According to Parrot Analytics – a company that looks not just at box-office performance but also streaming, downloads and engagement on social media – superhero films are still crushing the competition.

In the first quarter of 2023, the 10 most popular superhero movies globally saw demand that was 34 times or more than what the average film enjoyed.

So, how does one reconcile this story of continued commercial domination with the creeping sense of growing dissatisfaction with the genre from fans and critics?

The superhero business is clearly nowhere near late-stage collapse. Yet, it is fair to say that a good chunk of viewers feel they have seen too many variations on the same themes.

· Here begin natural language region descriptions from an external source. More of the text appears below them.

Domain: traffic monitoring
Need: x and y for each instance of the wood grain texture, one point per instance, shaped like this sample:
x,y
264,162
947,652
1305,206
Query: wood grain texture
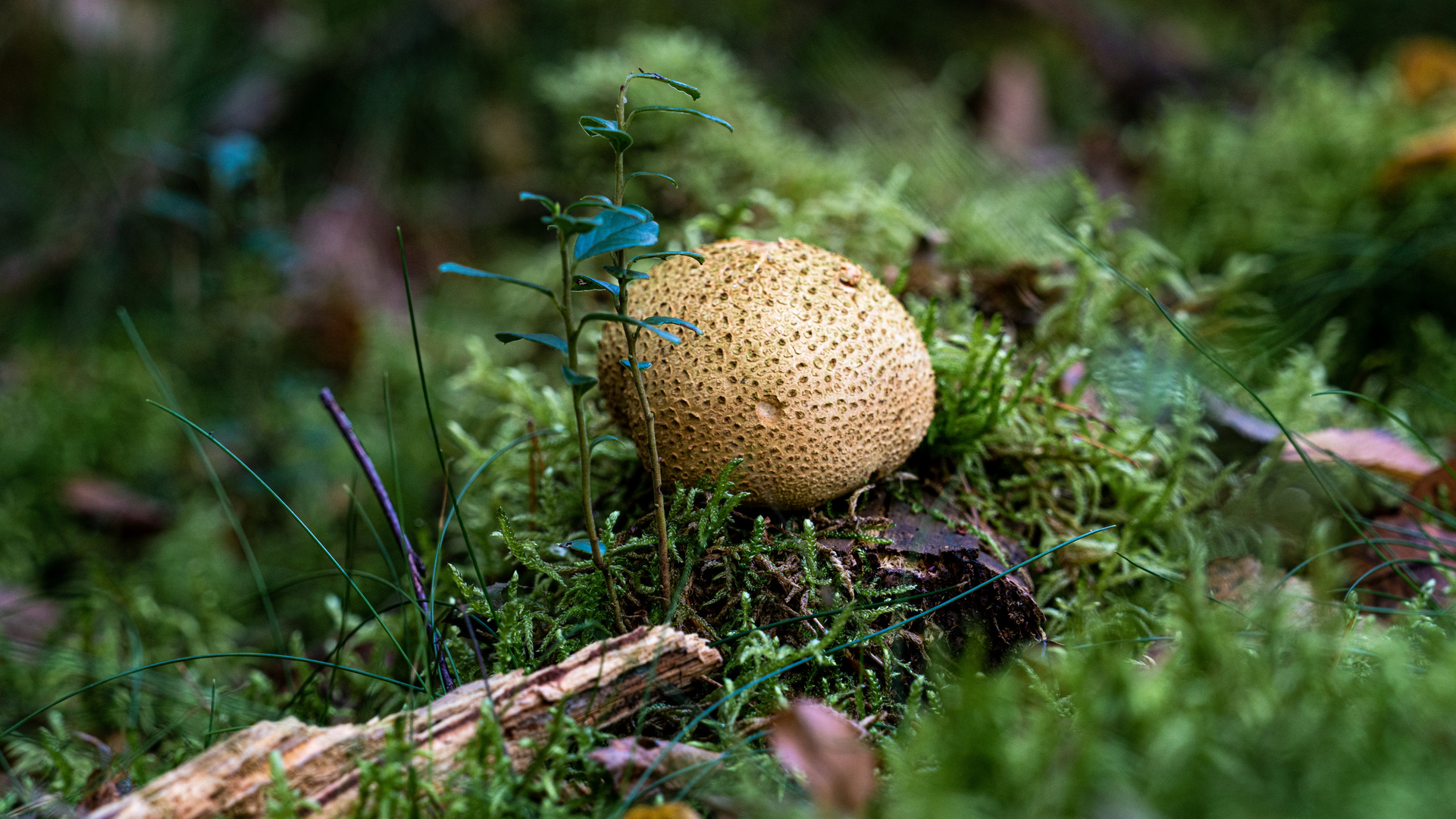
x,y
597,686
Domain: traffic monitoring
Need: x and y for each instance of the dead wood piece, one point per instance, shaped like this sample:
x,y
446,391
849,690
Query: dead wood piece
x,y
931,556
597,686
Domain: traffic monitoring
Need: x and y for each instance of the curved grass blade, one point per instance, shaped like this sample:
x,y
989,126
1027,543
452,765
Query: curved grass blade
x,y
430,411
1398,420
229,512
240,463
1342,503
637,789
673,110
603,439
188,659
440,541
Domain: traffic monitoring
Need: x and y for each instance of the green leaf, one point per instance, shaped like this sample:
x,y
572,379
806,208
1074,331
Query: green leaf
x,y
462,270
578,382
650,174
624,275
618,232
553,341
589,283
606,129
672,110
524,553
570,224
638,210
603,439
667,254
679,85
580,544
679,322
550,203
619,318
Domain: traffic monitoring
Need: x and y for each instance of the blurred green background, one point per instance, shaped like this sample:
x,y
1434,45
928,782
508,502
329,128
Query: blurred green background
x,y
232,175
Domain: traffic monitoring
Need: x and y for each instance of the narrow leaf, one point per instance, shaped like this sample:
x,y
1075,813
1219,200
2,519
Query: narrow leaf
x,y
462,270
577,381
624,275
589,283
651,174
667,254
618,318
524,553
679,85
657,321
546,202
672,110
616,232
580,544
570,224
606,129
641,212
603,439
553,341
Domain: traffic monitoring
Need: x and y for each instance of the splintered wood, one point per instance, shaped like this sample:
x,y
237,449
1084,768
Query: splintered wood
x,y
597,686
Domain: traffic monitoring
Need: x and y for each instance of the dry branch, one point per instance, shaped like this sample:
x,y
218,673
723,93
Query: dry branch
x,y
597,686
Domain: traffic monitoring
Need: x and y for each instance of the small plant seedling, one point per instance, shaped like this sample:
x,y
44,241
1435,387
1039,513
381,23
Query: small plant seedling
x,y
615,229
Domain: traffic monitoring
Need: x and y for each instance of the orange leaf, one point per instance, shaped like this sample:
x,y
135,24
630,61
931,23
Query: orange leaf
x,y
1427,66
1376,450
828,751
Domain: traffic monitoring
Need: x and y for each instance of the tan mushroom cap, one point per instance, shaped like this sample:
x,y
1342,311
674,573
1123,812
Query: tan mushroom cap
x,y
807,368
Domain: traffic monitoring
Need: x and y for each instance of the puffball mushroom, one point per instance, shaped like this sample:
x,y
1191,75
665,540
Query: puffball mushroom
x,y
809,369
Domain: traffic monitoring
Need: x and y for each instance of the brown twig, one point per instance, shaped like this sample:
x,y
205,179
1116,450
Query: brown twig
x,y
417,567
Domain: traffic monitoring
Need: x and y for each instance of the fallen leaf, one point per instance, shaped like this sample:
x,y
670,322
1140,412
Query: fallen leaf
x,y
1429,150
25,617
1405,539
1376,450
1244,583
665,811
1429,490
628,757
1427,66
108,504
828,751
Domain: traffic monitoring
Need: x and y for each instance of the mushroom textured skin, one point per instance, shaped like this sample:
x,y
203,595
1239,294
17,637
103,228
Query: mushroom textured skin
x,y
809,369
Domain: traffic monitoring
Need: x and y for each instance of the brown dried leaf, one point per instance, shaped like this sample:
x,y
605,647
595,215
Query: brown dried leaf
x,y
108,504
828,751
665,811
1427,66
628,757
1376,450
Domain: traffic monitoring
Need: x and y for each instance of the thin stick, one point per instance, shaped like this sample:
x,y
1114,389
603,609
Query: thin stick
x,y
534,466
417,569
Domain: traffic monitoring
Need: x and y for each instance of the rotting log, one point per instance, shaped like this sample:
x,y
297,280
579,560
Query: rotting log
x,y
931,556
597,686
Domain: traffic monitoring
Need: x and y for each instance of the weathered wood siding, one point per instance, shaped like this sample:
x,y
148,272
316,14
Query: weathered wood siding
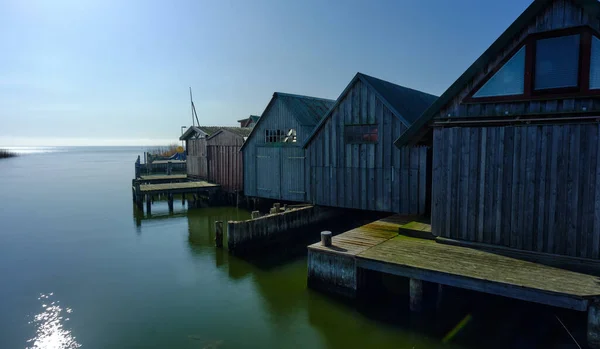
x,y
225,163
532,187
559,14
197,165
275,170
378,177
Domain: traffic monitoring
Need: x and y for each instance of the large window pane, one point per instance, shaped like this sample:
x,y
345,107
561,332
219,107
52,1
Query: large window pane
x,y
595,63
507,81
557,62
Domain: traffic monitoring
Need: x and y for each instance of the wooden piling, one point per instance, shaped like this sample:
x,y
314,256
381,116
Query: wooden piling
x,y
593,330
170,201
416,295
326,238
219,234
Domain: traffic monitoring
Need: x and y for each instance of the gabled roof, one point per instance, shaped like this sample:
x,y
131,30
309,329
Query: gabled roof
x,y
404,102
238,131
308,111
416,130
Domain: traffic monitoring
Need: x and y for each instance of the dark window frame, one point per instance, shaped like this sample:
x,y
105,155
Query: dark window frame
x,y
583,79
361,141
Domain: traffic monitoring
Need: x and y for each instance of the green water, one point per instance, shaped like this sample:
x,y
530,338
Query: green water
x,y
79,267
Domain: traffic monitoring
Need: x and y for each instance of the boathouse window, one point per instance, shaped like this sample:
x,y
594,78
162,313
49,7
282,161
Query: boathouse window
x,y
557,62
509,80
357,134
595,64
274,136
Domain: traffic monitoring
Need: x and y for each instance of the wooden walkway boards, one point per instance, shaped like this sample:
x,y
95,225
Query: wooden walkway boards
x,y
377,246
177,188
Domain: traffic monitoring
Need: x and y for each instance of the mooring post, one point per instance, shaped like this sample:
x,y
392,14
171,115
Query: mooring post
x,y
416,295
326,238
148,203
170,198
219,234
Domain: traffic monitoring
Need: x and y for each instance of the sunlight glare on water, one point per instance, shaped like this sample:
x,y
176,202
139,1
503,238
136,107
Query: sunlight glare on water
x,y
50,333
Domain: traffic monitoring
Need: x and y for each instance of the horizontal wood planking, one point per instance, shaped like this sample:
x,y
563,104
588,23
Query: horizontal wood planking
x,y
534,187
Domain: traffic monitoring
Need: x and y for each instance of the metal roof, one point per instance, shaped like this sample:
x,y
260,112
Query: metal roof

So, to hit the same dopamine threshold as before, storytellers need novelty.

And though for years they were able to get that with bigger explosions and more cameos and Easter eggs, they may now have to deconstruct the old templates completely, just as was done with genres such as westerns and musicals.

Powerhouses such as Marvel and DC are also victims of their own success, in a way. New offerings will forever be compared with standard-bearers such as Black Panther (2018) or high-water marks such as Avengers: Endgame (2019), the latter being the second highest-grossing film of all time.

And, in the age of social media, critics and fans are more outspoken than ever, and could feel more entitled to complain about franchises they have followed for years.

The big players are well aware of this.

This is why Marvel has been furiously experimenting with different sub-genres – WandaVision (2019) borrowing from black-and-white 1950s American sitcoms, and Secret Invasion from espionage thrillers.

In the latter, Fury, former director of S.H.I.E.L.D., must work with allies – including Everett Ross (Martin Freeman), Maria Hill (Cobie Smulders) and the Skrull Talos (Ben Mendelsohn), who has made a life for himself on Earth – in a story that feels more like a Cold War thriller than a superhero tale.

Cobie Smulders (left) and Samuel L. Jackson in Secret Invasion. PHOTO: DISNEY+

Marvel Studios boss Kevin Feige says at a recent press conference that Secret Invasion producer Jonathan Schwartz had pitched its genre-bending storyline when “we were thinking about what kinds of shows to do on Disney+“.

Schwartz, he says, was the one who suggested playing the comics’ Secret Invasion storyline as an espionage thriller. “And we love to do different genres for everything.”

Mr Feige has also thought outside the box when it comes to hiring directors.

He poached Taika Waititi and Ryan Coogler from indie cinema to direct the hugely successful Thor: Ragnarok (2017) and Black Panther, respectively.

And Russo brothers Anthony and Joe made dialogue-heavy sitcoms before they helmed blockbusters such as Avengers: Infinity War (2018) and Avengers: Endgame.

There may be a growing recognition that pumping out titles as fast as possible is not good for business either.

This may explain the almost year-long gap between the release of Secret Invasion and Marvel’s previous TV offering, She-Hulk: Attorney At Law, the longest between new MCU series so far.

Asked about this interlude, and why it was finally time to release the new show, Mr Feige bristles.

“Now is the time because it was finished and ready to go. It was ready. It was done. And that’s when you show things,” he says.

.Secret Invasion premieres on Disney+ on Wednesday.